Primo blocco abbiamo detto imposte sugli immobili.
Bella imposta, assai utile, da suggerire sempre nel mantra dell’esperto di finanza locale, l’imposta sugli immobili se uno deve andare a disegnare un sistema fiscale locale questa imposta ci vuole.
Avevamo detto prima di parlare del secondo tipo di grande imposta locale, che dobbiamo sempre ricordarci, che quando si parla di imposte in genere e di imposte locali a maggior ragione, i soggetti che pagano le imposte e a cui dobbiamo fare riferimento sono sempre riconducibili a due tipologie principali: - le famiglie, persone fisiche e – le imprese.

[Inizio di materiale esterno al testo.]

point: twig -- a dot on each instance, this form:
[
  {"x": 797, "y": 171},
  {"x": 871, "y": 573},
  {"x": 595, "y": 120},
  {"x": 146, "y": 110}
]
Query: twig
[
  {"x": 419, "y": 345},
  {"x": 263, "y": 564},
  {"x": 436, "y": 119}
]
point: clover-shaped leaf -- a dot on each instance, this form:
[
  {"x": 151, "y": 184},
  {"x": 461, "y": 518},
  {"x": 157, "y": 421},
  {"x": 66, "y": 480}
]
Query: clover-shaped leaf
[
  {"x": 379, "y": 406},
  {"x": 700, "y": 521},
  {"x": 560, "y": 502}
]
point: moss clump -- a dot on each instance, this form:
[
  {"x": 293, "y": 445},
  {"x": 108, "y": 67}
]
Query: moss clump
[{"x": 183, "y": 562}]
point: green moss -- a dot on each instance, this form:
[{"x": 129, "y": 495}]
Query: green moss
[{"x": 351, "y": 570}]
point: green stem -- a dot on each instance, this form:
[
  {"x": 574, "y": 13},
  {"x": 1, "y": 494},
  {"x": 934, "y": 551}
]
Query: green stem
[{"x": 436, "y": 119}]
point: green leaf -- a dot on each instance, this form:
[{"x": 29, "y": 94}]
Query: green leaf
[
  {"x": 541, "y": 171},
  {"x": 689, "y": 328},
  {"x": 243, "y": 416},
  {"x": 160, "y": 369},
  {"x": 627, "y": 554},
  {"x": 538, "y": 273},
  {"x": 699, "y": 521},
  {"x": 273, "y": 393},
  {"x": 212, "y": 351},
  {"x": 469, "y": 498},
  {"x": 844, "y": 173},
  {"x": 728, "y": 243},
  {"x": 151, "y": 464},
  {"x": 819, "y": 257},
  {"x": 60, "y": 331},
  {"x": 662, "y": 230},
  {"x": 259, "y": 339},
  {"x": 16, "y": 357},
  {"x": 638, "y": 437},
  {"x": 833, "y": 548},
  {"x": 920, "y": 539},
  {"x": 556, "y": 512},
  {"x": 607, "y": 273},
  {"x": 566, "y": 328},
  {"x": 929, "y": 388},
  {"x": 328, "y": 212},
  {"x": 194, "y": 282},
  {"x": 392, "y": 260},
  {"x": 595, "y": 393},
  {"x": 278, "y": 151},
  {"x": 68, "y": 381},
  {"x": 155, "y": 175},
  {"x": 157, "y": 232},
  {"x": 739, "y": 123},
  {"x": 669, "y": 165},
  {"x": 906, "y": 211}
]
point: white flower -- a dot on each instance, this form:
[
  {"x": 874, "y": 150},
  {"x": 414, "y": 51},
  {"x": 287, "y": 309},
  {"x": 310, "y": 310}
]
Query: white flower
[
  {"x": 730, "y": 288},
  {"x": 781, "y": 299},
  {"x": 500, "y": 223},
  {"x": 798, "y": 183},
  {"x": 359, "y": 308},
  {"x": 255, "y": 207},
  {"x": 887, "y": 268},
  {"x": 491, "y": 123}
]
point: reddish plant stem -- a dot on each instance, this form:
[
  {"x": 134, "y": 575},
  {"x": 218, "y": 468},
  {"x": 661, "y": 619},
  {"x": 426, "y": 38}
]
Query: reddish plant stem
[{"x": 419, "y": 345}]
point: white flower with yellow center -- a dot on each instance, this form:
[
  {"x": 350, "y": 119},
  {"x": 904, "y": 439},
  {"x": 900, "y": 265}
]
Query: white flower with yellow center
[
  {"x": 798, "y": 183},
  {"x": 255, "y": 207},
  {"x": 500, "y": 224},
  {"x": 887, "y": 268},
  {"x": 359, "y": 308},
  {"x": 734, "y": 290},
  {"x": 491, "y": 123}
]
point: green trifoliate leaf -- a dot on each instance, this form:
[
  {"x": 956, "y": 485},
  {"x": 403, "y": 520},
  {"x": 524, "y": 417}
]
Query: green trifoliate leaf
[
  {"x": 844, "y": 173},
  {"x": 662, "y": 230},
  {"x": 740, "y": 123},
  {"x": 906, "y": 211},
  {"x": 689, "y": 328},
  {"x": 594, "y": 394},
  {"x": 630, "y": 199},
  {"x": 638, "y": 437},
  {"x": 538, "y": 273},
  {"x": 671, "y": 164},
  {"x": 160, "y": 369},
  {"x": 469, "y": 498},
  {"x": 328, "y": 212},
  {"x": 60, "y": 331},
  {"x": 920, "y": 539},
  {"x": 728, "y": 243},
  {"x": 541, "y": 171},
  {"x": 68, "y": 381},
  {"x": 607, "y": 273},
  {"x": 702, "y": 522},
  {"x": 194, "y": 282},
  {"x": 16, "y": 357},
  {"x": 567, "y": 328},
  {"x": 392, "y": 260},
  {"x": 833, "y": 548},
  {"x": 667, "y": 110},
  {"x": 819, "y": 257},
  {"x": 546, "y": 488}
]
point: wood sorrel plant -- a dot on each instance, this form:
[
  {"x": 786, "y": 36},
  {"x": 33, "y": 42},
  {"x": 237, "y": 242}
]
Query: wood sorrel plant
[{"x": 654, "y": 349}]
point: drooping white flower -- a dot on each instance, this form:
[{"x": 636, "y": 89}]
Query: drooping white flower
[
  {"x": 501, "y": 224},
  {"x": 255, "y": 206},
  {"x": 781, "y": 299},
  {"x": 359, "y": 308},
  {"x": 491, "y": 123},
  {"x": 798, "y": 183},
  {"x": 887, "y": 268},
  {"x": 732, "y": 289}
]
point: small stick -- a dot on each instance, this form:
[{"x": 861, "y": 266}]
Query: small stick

Questo è un grosso problema, perché nelle analisi di finanza locale quando noi andiamo per esempio a vedere il certificato di conto consuntivo riguarda  la categoria delle imposte. Queste categorie anche nei bilanci se andiamo a vedere le relazioni, sono sempre aggregate; non troverete mai la distinzione tra imposte pagate dalle imprese e imposte pagate dalle famiglie. Invece sarebbe un dato molto importante da conoscere per capire come funziona la distribuzione del carico tributario all’interno di un comune. Come sappiamo Piperno ha fatto delle indagini presso gli uffici tributari degli enti locali e molto spesso sarebbe possibile costruirla (la distinzione) attraverso sistemi informatici, anche se non così facilmente come si può pensare. Però nelle politiche fiscali comunali, questo dato sarebbe interessante averlo; in più è ovvio ci sono state, adesso no, alcune imposte che le pagavano solo le imprese come l’ICIAP sulle attività produttive e sono appunto le imposte che andiamo a presentare adesso. Cioè ci sono delle imposte che sono esplicitamente mirate e colpiscono solo le attività produttive.

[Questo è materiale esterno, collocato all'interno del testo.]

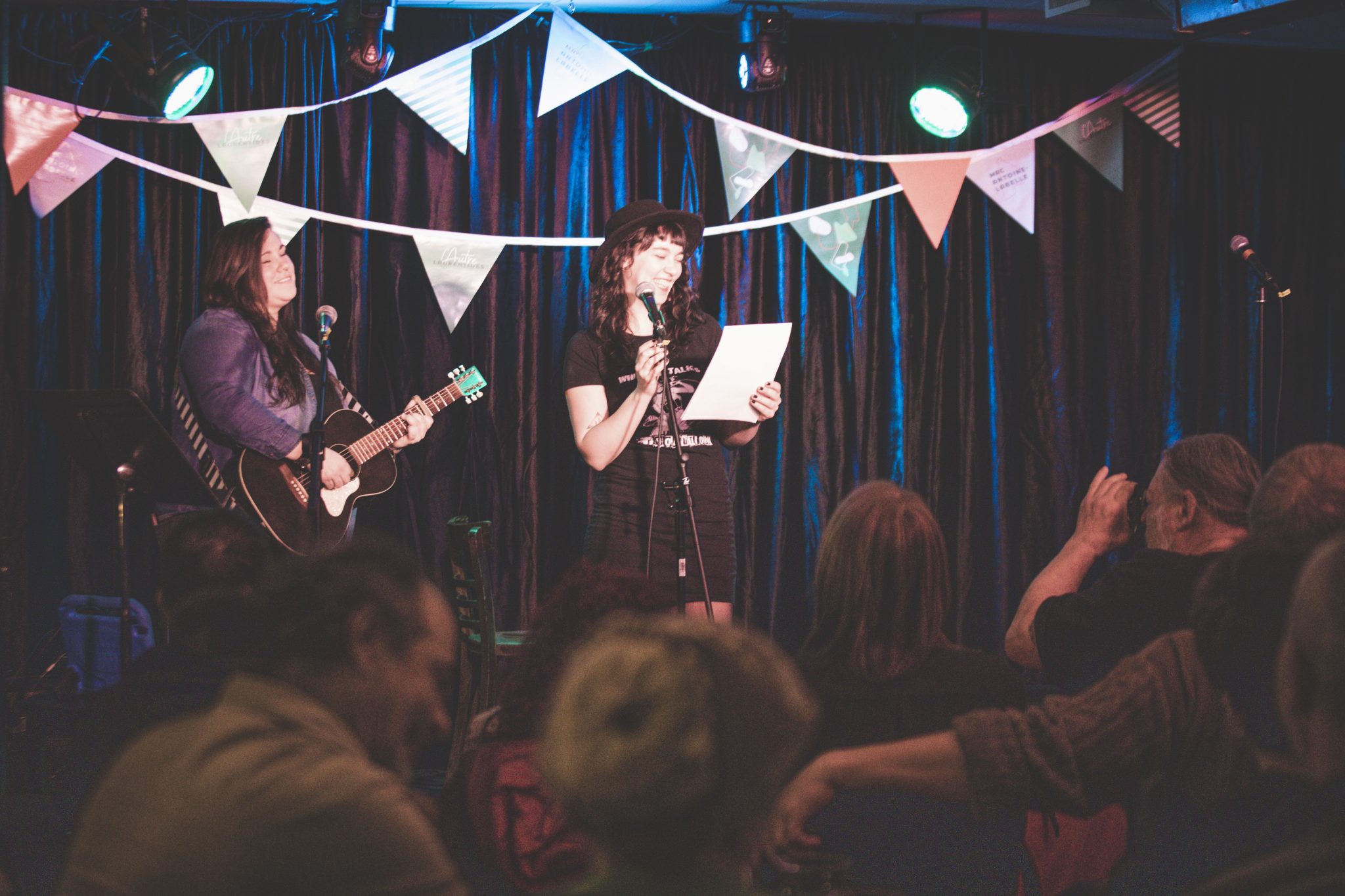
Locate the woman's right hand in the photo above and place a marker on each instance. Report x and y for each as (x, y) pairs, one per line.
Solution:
(335, 471)
(649, 366)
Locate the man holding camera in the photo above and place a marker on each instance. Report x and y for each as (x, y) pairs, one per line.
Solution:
(1193, 509)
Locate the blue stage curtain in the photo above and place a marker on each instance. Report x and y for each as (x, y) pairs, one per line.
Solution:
(993, 373)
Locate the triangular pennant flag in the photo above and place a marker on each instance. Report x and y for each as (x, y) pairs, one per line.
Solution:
(456, 269)
(837, 240)
(1009, 178)
(931, 184)
(1098, 140)
(748, 159)
(440, 92)
(286, 219)
(242, 147)
(576, 61)
(1158, 102)
(65, 171)
(33, 131)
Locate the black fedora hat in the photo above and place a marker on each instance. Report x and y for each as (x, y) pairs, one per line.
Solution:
(643, 213)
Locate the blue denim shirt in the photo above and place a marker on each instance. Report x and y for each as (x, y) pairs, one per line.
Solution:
(225, 371)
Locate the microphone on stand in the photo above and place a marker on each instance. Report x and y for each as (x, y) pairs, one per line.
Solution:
(326, 316)
(645, 292)
(1242, 247)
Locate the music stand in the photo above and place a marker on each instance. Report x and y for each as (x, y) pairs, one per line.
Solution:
(114, 435)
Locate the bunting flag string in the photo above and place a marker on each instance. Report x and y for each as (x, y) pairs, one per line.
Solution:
(576, 62)
(400, 81)
(65, 171)
(242, 150)
(1099, 140)
(933, 184)
(1158, 104)
(748, 161)
(33, 131)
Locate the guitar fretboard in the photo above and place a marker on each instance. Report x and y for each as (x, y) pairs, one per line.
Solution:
(382, 438)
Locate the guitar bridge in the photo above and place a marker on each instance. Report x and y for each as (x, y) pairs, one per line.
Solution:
(296, 488)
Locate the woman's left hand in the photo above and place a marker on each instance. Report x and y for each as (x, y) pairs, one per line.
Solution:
(417, 425)
(766, 400)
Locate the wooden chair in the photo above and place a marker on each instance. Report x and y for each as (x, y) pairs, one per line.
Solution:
(481, 644)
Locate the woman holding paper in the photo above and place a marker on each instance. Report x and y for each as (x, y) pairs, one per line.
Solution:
(612, 389)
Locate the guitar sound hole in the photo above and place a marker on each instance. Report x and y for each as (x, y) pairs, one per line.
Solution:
(350, 458)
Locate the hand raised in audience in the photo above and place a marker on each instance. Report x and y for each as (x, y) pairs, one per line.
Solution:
(1102, 516)
(802, 798)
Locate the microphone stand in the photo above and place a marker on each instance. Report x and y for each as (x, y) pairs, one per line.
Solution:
(315, 435)
(680, 495)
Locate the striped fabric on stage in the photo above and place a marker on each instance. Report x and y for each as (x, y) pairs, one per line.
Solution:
(1158, 104)
(441, 95)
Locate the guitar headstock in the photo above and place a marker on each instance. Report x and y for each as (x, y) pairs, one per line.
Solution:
(468, 382)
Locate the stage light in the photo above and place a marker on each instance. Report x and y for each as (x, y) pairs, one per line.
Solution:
(762, 41)
(160, 69)
(368, 53)
(947, 93)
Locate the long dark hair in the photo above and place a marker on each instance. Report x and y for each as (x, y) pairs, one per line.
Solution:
(233, 280)
(881, 585)
(585, 595)
(608, 300)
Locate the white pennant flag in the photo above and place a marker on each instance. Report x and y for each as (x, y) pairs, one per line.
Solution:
(65, 171)
(242, 147)
(1009, 178)
(286, 219)
(576, 61)
(456, 269)
(440, 92)
(748, 159)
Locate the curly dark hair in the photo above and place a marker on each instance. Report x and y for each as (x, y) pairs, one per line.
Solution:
(608, 300)
(585, 595)
(233, 280)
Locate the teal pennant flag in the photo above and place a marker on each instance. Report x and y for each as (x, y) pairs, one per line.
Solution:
(837, 240)
(748, 159)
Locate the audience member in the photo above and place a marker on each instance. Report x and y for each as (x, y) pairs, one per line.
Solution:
(1310, 685)
(294, 782)
(1196, 508)
(876, 656)
(209, 570)
(666, 742)
(500, 824)
(1157, 714)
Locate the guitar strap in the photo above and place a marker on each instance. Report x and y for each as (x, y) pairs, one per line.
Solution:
(206, 467)
(222, 492)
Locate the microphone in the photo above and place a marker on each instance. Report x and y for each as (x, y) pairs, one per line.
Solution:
(326, 316)
(646, 295)
(1242, 247)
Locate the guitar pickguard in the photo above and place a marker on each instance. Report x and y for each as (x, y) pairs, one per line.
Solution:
(335, 499)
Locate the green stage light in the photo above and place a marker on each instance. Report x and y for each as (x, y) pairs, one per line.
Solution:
(939, 112)
(947, 93)
(160, 69)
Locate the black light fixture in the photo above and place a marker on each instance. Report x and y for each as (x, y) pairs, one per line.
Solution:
(159, 66)
(761, 64)
(948, 91)
(368, 53)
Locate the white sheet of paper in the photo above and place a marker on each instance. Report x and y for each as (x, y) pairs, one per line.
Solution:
(748, 356)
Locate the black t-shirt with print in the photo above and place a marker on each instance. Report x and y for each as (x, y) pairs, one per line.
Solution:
(586, 364)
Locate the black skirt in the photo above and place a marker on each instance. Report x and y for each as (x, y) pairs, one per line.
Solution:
(619, 527)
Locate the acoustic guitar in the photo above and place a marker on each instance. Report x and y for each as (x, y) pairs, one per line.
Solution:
(277, 490)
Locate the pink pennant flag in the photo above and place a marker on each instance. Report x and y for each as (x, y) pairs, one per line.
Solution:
(931, 184)
(65, 171)
(33, 131)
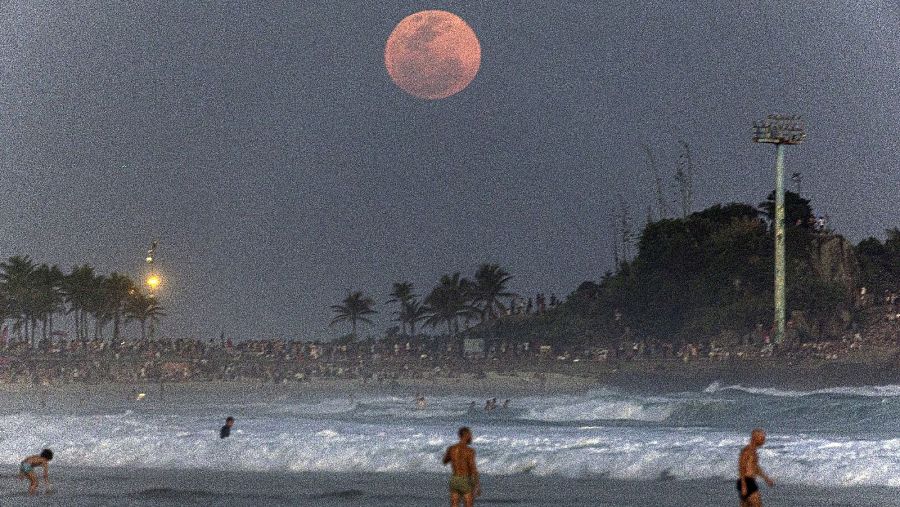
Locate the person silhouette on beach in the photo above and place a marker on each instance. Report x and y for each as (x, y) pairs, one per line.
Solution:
(27, 466)
(464, 483)
(225, 432)
(749, 470)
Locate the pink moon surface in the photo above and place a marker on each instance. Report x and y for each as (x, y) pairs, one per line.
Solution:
(432, 54)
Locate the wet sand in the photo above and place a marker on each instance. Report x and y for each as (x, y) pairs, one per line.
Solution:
(154, 487)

L’IRAP è chiaro che la pagano solo le imprese e i soggetti che sono soggetti titolari sottoposti all’IRAP che svolgono un’attività in proprio.
I vari tipi di forme impositive sulle imprese sono fatte proprio per bilanciare l’onere che viene addossato ai residenti per pagare i mezzi pubblici. In realtà anche l’impresa usufruisce dei servizi pubblici e quindi è bene che anche lei sia un soggetto passivo d’imposta.

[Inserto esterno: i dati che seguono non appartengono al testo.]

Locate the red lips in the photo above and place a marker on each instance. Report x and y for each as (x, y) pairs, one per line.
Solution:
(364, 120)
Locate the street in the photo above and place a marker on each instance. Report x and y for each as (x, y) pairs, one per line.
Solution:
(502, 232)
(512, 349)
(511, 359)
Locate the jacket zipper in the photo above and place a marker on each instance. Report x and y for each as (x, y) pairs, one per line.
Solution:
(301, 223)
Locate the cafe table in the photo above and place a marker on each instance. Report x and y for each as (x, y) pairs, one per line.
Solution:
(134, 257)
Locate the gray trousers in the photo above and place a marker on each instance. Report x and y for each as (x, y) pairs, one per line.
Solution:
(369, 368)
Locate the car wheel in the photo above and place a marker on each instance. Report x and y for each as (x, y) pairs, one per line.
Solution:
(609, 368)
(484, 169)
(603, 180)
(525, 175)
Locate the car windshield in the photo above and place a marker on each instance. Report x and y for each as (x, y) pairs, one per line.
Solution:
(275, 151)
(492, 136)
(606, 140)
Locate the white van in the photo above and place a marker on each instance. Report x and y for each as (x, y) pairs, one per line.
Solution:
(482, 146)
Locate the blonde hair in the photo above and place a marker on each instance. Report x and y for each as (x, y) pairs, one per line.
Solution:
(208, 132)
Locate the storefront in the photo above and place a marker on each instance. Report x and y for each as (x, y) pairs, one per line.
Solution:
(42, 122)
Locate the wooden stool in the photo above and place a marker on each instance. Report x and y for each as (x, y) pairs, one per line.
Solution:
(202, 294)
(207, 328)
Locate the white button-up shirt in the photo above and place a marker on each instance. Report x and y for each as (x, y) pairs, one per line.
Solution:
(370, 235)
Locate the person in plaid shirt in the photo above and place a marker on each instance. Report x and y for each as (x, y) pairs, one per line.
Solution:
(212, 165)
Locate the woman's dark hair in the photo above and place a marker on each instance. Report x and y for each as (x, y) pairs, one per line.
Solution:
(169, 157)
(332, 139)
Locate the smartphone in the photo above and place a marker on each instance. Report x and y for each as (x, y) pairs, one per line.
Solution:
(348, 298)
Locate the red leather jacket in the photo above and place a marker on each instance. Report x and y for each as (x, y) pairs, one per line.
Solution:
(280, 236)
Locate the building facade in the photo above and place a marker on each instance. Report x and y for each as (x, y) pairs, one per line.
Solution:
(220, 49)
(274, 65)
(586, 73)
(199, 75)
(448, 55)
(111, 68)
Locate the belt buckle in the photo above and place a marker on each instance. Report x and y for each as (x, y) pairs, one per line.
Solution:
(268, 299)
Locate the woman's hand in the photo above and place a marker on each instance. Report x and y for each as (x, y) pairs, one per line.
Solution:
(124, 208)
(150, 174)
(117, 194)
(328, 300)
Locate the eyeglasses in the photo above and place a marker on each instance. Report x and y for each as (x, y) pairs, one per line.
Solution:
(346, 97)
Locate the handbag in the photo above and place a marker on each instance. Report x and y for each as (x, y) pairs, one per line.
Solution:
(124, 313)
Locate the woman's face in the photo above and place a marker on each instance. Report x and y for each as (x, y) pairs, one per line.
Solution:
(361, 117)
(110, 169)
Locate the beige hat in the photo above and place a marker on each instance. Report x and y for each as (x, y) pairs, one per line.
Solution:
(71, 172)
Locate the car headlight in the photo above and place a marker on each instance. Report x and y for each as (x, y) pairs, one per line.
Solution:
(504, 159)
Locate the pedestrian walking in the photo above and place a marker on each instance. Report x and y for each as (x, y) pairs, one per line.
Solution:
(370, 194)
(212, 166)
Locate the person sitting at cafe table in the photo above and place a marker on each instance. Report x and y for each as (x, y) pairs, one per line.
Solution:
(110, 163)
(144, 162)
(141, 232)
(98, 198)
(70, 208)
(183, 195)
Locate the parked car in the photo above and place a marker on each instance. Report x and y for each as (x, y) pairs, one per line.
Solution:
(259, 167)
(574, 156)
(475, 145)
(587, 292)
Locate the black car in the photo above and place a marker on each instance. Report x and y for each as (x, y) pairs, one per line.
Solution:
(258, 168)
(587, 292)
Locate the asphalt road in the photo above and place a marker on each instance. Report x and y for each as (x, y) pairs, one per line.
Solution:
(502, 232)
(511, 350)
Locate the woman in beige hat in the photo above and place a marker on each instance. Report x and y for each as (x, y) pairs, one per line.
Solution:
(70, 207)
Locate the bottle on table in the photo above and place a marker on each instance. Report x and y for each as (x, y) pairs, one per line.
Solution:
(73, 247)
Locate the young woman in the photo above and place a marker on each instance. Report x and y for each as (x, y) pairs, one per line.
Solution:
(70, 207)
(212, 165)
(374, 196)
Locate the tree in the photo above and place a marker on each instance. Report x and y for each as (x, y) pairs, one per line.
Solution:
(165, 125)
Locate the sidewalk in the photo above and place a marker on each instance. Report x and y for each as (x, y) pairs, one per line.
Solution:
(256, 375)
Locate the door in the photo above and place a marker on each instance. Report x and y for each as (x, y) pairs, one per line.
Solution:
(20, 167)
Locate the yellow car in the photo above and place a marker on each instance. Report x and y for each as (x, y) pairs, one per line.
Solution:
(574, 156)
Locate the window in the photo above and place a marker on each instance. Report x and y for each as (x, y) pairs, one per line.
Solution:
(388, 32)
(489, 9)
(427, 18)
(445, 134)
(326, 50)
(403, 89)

Abbiamo visto vi ricordate Brusghel che però le imposte sulle imprese ipotiziamole e creiamole, non pensiamo alle imposte sui profitti, perché abbiamo detto che attribuire i profitti alle diverse amministrazioni sub-nazionali è molto difficile ed è tanto più difficile quanto più piccola è la circoscrizione amministrativa. Non tanto per quello che concerne la distribuzione fra regioni dell’IRAP lo si può fare con l’assicurazione, vedremo in base alla distribuzione dell’occupazione; ma in altri casi istituire un’imposta sui profitti a livello comunale sarebbe una follia sostanzialmente.